トランプ米大統領は5月29日、イランとの暫定合意に関して「最終判断」を行うと自身のSNS投稿で明らかにしたものの、その後発表はない。同氏が高濃縮ウランやホルムズ海峡に関し、覚書の草案を修正するよう求めたとの報道もある。イスラエルがレバノンでの地上作戦を拡大するなど武力衝突も続き、中東情勢を巡る警戒感は根強い。東証株価指数(TOPIX)は前週末の終値を挟んで推移している。
株式
日経平均が堅調な半面、輸出関連株や商社株を中心に売りが広がり、TOPIX構成銘柄の約7割が下落している。
東海東京インテリジェンス・ラボの平川昇二チーフグローバルストラテジストは、先週に主要指数が終値での「最高値を更新し、過熱感がある」と指摘。米国の経済指標や日本銀行の利上げ時期を巡る不透明感も残ることから、投資家は様子見姿勢だと述べた。ただ、米長期金利が落ち着いているため、供給管理協会(ISM)指数が米経済の底堅さを示せば、ハイテク関連株には追い風になるとの見方を示した。
債券
債券相場は下落(金利は上昇)。中東情勢の不透明感が続く中、売りが優勢だ。あすの10年債入札、3日の日銀の植田和男総裁の講演を控えて方向感が出にくい。

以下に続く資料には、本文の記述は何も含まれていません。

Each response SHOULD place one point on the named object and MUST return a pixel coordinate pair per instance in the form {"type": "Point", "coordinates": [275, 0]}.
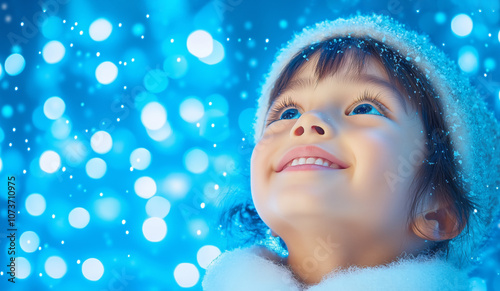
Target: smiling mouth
{"type": "Point", "coordinates": [311, 163]}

三井住友トラスト・アセットマネジメントの稲留克俊シニアストラテジストは、市場では植田総裁の講演で利上げに向けた地ならし的な発言があるとの見方が強いと指摘した。きょうは材料が乏しく、あすの10年債入札を控えて軟調な展開が続くとみている。
為替
円はドルで159円台半ばに小幅下落。米国とイランとの停戦合意を巡り袋小路の状態が続き、ドルの買い戻しが優勢だ。
みずほ銀行国際為替部の長谷川久悟マーケット・エコノミストは電話取材で、中東情勢のこう着に加え、世界の株式が上昇する中、高金利通貨や資源国通貨ではない円は売られやすいと指摘。きょうのドル・円は、介入を警戒しながら先週付けた159円65銭に向かうとの見方を示した。
3日の植田日銀総裁の講演も注目される。関西みらい銀行の石田武ストラテジストは、植田氏がタカ派的な発言をした場合、次回の金融政策決定会合での利上げが決定的になるため、「円高方向に動く」と予想している。
財務省が先週末公表した介入実績によると、政府・日銀は4月28日から5月27日の間に計11兆7349億円の為替介入を実施していた。月次ベースの介入額として過去最大を更新し、市場の推定を上回った。
あおぞら銀行の諸我晃チーフマーケットストラテジストは、介入はドル・円を押し下げるというより、160円を守るという意味合いが強いと指摘。159円後半から介入警戒感が意識されるとの見方を示した。中東情勢が改善し原油価格が下落すれば、「ドルの上昇圧力は弱まる」とも述べた。